Predictive Maintenance with Industry 4.0
Precaution is Better than Cure! ~ even for machines
Maintenance is a demanding and taxing process. Not knowing when to schedule a maintenance run or send the maintenance team is even more menacing. With the advent of the fourth Industrial revolution, connected devices makes information about machines more available than before.
Your machines have a lot to tell you about when they need to be maintained. The best way to optimize your machine health is by monitoring it. A huge advantage of monitoring your systems is knowing when to accurately plan a maintenance run for your machines. The internet in the last decade has proved to be a pivotal enabler of functionalities which would have been deemed impossible by its previous generations. Industry 4.0 partly deals with interpreting machine data and figuring out patterns from raw data to convert into an algorithm.
Once these machines become Artificially Intelligent, they can learn from these algorithms to find out when it is going to need maintenance or when the machine is going to have a breakdown and take appropriate actions of fixing its machine cycles on its own. We have not reached that level of technology or trust, where humans program machines and allow them to take decisions on their own. But, we have certainly dawned upon the concept of predicting the period when maintenance could be needed for a particular machine.
By installing controllers on machines,we receive data on the functioning of that instrument. Using this data, we can create a pattern of when the appliance is working in pristine condition and when it is not. Using this pattern, an algorithm is created to accurately detect when the machine could need its next maintenance run. Thus we reduce the requirement of a preventive maintenance run by accurately predicting when the machine needs maintenance the most. Predictive Maintenance will also deliver on reporting the condition of the machine at all times, thus keeping track of its health.
Why is Predictive Maintenance so crucial?
Well for humans, not knowing what the future lies for you is considered to be a good thing. Significantly, it is quite the opposite for machines. The benefits of predictive maintenance are clear, thanks to collected data. For instance:
- Early maintenance or preventive maintenance could risk loss of revenue for the machine needs to stop functioning for the maintenance run to be carried out, only to find out that it did not need maintenance in the first place.

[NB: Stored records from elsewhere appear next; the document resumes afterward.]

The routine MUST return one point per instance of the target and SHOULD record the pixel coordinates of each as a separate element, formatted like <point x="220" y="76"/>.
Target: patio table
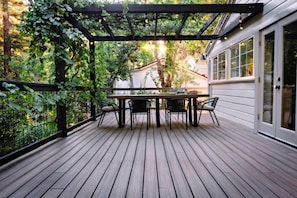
<point x="191" y="97"/>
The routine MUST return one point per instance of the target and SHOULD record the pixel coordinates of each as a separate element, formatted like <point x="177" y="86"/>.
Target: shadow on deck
<point x="105" y="161"/>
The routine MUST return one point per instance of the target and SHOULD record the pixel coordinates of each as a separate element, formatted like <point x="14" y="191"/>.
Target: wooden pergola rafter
<point x="117" y="22"/>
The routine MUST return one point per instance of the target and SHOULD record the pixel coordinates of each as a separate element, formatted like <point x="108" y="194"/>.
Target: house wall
<point x="145" y="78"/>
<point x="238" y="98"/>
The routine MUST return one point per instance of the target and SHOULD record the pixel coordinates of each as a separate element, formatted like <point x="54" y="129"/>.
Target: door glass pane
<point x="268" y="78"/>
<point x="289" y="76"/>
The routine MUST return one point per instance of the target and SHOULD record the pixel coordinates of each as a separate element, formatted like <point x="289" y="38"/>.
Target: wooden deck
<point x="208" y="161"/>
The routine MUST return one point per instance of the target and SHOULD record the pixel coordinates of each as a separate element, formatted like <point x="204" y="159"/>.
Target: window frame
<point x="240" y="65"/>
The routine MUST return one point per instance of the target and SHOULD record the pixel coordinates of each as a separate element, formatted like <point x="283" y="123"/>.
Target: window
<point x="242" y="59"/>
<point x="221" y="65"/>
<point x="219" y="70"/>
<point x="215" y="68"/>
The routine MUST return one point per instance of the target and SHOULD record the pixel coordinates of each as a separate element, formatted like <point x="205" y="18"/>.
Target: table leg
<point x="158" y="112"/>
<point x="195" y="112"/>
<point x="121" y="113"/>
<point x="190" y="110"/>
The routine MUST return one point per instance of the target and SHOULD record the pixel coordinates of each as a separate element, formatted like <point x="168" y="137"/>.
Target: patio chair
<point x="138" y="106"/>
<point x="208" y="105"/>
<point x="105" y="107"/>
<point x="176" y="105"/>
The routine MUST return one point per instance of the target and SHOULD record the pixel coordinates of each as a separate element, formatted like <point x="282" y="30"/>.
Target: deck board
<point x="107" y="161"/>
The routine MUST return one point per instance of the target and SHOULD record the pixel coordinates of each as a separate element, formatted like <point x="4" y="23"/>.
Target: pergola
<point x="144" y="22"/>
<point x="117" y="22"/>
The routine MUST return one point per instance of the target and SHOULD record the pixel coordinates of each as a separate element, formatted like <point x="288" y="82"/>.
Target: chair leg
<point x="147" y="120"/>
<point x="186" y="121"/>
<point x="211" y="117"/>
<point x="101" y="118"/>
<point x="199" y="117"/>
<point x="170" y="120"/>
<point x="216" y="118"/>
<point x="115" y="113"/>
<point x="131" y="120"/>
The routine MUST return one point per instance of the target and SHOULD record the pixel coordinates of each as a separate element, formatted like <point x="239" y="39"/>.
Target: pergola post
<point x="60" y="78"/>
<point x="93" y="78"/>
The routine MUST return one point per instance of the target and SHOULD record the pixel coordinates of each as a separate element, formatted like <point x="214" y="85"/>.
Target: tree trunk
<point x="6" y="39"/>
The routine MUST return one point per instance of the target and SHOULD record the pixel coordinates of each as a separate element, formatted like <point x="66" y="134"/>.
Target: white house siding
<point x="144" y="77"/>
<point x="239" y="99"/>
<point x="236" y="102"/>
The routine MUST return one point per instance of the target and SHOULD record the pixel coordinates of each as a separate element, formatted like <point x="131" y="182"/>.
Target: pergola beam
<point x="149" y="38"/>
<point x="157" y="10"/>
<point x="172" y="8"/>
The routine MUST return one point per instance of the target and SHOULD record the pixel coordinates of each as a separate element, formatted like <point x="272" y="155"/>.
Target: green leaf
<point x="2" y="94"/>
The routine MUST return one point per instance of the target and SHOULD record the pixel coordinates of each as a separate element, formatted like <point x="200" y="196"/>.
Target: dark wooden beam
<point x="185" y="17"/>
<point x="130" y="26"/>
<point x="93" y="79"/>
<point x="106" y="27"/>
<point x="173" y="8"/>
<point x="79" y="26"/>
<point x="151" y="38"/>
<point x="207" y="24"/>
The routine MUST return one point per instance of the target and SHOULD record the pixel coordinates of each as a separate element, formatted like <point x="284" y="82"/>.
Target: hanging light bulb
<point x="240" y="27"/>
<point x="240" y="23"/>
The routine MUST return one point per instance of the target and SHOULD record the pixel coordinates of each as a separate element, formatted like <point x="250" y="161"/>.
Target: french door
<point x="278" y="81"/>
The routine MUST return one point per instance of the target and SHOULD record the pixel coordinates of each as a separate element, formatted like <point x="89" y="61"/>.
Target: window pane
<point x="215" y="69"/>
<point x="289" y="76"/>
<point x="246" y="58"/>
<point x="222" y="63"/>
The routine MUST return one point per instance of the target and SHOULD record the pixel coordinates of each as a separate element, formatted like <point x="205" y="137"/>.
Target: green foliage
<point x="54" y="38"/>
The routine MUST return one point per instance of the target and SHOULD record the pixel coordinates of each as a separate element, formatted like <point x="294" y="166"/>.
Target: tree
<point x="13" y="45"/>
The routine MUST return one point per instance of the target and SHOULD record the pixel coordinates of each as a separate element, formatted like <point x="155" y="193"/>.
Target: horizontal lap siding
<point x="236" y="102"/>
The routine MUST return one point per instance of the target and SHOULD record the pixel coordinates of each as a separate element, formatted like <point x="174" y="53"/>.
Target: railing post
<point x="60" y="78"/>
<point x="93" y="78"/>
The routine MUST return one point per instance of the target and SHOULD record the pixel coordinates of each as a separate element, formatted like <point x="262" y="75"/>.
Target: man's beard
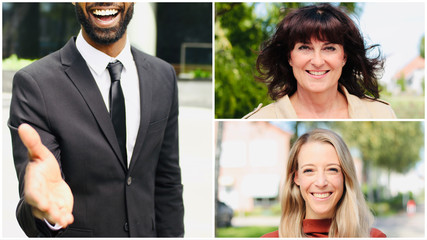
<point x="104" y="36"/>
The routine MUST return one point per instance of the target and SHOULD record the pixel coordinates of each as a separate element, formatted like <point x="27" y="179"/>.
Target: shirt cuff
<point x="54" y="228"/>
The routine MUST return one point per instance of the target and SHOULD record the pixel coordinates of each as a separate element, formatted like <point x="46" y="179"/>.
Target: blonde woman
<point x="320" y="194"/>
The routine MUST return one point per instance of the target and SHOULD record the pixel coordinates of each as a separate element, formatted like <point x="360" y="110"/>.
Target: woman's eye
<point x="303" y="47"/>
<point x="330" y="48"/>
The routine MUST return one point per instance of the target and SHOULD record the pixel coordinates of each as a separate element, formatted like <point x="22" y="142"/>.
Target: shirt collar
<point x="97" y="60"/>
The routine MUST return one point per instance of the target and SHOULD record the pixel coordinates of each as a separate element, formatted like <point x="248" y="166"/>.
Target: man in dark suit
<point x="81" y="171"/>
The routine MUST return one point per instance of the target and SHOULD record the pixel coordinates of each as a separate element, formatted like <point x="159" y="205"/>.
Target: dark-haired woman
<point x="316" y="66"/>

- Late maintenance which is widely known as corrective maintenance, would cause greater loss of revenue as not only the appliance has to be stopped, but some machine parts could also need replacement due to excessive use, corrosion or wear and tear.

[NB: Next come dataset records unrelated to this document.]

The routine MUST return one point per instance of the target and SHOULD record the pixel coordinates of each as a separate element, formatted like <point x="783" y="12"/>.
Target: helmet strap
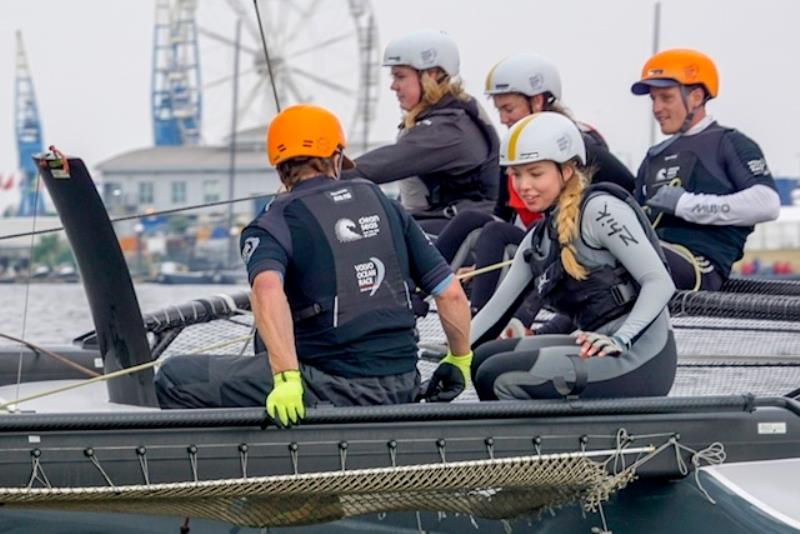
<point x="338" y="168"/>
<point x="687" y="122"/>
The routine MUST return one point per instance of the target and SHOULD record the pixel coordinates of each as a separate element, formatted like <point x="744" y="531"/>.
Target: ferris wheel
<point x="325" y="52"/>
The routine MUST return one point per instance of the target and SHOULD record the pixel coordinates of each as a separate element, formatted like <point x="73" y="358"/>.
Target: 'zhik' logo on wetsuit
<point x="250" y="246"/>
<point x="345" y="230"/>
<point x="370" y="275"/>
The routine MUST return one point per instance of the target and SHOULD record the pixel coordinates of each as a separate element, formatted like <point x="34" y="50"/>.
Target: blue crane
<point x="28" y="130"/>
<point x="176" y="97"/>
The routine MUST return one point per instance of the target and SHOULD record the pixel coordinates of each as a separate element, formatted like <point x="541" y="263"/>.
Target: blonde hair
<point x="568" y="220"/>
<point x="292" y="171"/>
<point x="435" y="86"/>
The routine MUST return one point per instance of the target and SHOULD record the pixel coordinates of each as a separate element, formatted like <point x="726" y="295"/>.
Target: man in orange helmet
<point x="706" y="186"/>
<point x="332" y="266"/>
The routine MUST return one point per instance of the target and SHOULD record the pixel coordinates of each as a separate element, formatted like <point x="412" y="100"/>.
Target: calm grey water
<point x="56" y="313"/>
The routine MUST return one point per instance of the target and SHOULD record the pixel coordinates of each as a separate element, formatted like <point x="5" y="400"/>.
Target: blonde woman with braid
<point x="445" y="157"/>
<point x="595" y="259"/>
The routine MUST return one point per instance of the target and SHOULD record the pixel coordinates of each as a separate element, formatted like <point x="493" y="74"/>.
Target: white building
<point x="162" y="178"/>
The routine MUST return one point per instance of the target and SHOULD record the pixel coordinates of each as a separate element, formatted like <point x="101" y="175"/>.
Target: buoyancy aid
<point x="608" y="292"/>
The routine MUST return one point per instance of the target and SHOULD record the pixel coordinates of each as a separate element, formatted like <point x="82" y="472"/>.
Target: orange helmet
<point x="678" y="66"/>
<point x="305" y="130"/>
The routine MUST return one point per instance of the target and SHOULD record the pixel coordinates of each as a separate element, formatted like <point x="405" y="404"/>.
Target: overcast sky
<point x="91" y="62"/>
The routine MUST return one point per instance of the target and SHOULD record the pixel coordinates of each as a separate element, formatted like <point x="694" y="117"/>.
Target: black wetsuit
<point x="729" y="189"/>
<point x="448" y="162"/>
<point x="613" y="240"/>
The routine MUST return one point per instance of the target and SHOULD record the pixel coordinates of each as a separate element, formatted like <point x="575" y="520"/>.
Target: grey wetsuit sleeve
<point x="753" y="205"/>
<point x="514" y="287"/>
<point x="755" y="200"/>
<point x="609" y="223"/>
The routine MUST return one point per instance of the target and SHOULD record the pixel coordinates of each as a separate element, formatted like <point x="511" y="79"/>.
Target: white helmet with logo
<point x="424" y="49"/>
<point x="545" y="136"/>
<point x="524" y="73"/>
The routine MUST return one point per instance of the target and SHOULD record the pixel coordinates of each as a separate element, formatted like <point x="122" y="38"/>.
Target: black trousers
<point x="497" y="360"/>
<point x="211" y="381"/>
<point x="685" y="272"/>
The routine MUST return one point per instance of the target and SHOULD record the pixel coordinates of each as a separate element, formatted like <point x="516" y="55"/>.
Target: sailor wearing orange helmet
<point x="707" y="185"/>
<point x="332" y="266"/>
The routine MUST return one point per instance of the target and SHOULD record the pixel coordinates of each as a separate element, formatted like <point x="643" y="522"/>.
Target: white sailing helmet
<point x="524" y="73"/>
<point x="424" y="49"/>
<point x="545" y="136"/>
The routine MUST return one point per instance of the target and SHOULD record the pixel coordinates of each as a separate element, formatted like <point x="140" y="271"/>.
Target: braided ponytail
<point x="568" y="222"/>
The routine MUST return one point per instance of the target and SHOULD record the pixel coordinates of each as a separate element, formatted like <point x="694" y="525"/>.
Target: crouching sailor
<point x="332" y="265"/>
<point x="593" y="258"/>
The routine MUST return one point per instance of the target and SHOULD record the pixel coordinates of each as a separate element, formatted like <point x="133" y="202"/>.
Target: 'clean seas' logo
<point x="370" y="275"/>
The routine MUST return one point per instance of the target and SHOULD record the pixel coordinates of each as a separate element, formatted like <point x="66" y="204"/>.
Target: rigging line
<point x="484" y="270"/>
<point x="30" y="272"/>
<point x="37" y="349"/>
<point x="142" y="215"/>
<point x="266" y="56"/>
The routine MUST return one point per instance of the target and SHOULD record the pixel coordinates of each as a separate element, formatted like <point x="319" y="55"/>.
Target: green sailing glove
<point x="450" y="378"/>
<point x="285" y="401"/>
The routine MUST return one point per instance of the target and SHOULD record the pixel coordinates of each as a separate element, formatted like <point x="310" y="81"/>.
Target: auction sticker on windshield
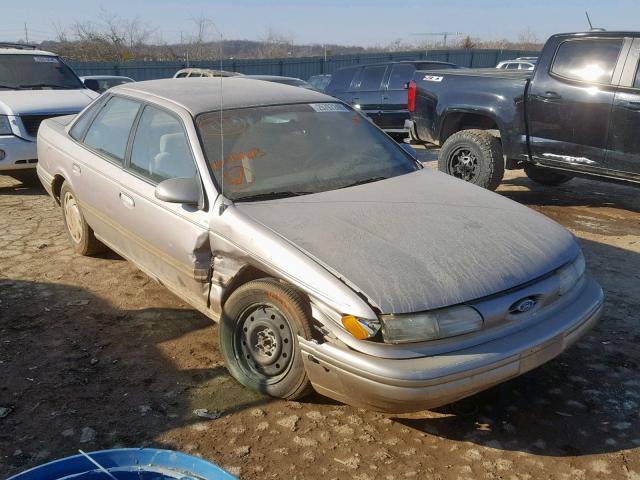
<point x="45" y="59"/>
<point x="328" y="107"/>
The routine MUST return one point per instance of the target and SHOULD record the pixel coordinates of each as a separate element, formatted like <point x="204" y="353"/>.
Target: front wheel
<point x="474" y="156"/>
<point x="258" y="332"/>
<point x="545" y="176"/>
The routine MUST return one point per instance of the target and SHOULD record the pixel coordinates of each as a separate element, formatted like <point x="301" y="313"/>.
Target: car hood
<point x="43" y="102"/>
<point x="420" y="241"/>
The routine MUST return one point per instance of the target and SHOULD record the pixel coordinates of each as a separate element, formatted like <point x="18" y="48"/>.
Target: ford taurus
<point x="330" y="257"/>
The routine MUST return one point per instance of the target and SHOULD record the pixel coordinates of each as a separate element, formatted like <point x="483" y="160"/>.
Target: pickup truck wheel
<point x="474" y="156"/>
<point x="545" y="176"/>
<point x="80" y="233"/>
<point x="258" y="332"/>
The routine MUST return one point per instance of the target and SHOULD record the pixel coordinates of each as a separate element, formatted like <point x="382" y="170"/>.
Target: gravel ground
<point x="94" y="355"/>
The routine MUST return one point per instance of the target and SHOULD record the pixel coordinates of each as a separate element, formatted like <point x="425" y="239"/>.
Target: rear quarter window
<point x="587" y="60"/>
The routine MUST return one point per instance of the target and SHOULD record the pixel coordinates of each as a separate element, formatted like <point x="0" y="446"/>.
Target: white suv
<point x="34" y="85"/>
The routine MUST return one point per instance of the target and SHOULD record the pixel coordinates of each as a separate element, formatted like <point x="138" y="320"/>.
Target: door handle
<point x="549" y="96"/>
<point x="127" y="200"/>
<point x="632" y="105"/>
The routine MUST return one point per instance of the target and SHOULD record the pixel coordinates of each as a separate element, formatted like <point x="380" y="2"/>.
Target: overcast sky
<point x="355" y="22"/>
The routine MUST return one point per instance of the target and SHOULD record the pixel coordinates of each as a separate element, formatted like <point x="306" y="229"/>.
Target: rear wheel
<point x="258" y="332"/>
<point x="80" y="233"/>
<point x="545" y="176"/>
<point x="474" y="156"/>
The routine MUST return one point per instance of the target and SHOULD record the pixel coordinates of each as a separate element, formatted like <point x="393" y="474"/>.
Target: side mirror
<point x="186" y="191"/>
<point x="409" y="149"/>
<point x="92" y="84"/>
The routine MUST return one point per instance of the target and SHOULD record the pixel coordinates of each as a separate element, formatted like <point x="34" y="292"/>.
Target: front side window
<point x="296" y="149"/>
<point x="160" y="147"/>
<point x="36" y="72"/>
<point x="400" y="75"/>
<point x="371" y="78"/>
<point x="109" y="132"/>
<point x="587" y="60"/>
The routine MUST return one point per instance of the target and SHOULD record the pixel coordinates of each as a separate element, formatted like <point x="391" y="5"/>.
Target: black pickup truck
<point x="576" y="114"/>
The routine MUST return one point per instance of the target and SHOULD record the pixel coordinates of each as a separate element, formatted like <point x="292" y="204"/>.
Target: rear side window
<point x="78" y="129"/>
<point x="400" y="75"/>
<point x="109" y="133"/>
<point x="161" y="148"/>
<point x="587" y="60"/>
<point x="341" y="80"/>
<point x="370" y="78"/>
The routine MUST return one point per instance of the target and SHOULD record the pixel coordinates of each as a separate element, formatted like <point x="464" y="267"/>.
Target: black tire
<point x="258" y="338"/>
<point x="545" y="176"/>
<point x="80" y="233"/>
<point x="474" y="156"/>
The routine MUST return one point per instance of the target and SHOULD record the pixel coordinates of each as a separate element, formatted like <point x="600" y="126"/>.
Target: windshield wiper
<point x="45" y="85"/>
<point x="366" y="180"/>
<point x="270" y="196"/>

- In some industries & factories, condition reporting is a manual task. Staff members have a habit of submitting hand written reports of machine health after each shift. This irregular information format makes it difficult to assess issues and condition trends.
- Accurately planning a maintenance run will lower machine downtime.Thus, assets will be able to deliver with greater efficiency at a reduced maintenance cost.
IOT is nothing but transferring machine data from one platform to another(normally a cloud platform) using the internet. Predictive maintenance is a huge application of what the Internet of Things can do with machine data.
Embedos being an Industrial IOT company is a big believer in predictive maintenance.
We design our devices generally based on customer requirements with a default option of reporting when machine health deteriorates. Machine cycle time, duration, output, idle times etc is what is reported about to predict when maintenance is needed the most. With IOT, condition reporting can be automated with access to loads of data, thus allowing system generated reports to help in more accurate decision making. By collecting and displaying data on a consolidated dashboard, maintenance runs can be evaluated and scheduled before the condition becomes severe.
Maintenance is a calculated and a tactical process for manufacturers and product developers alike. Almost 30 percent of planned maintenance schedules are ineffective with regard to its timing. Preventive maintenance is too costly and is deemed futile by consuming essential resources needlessly.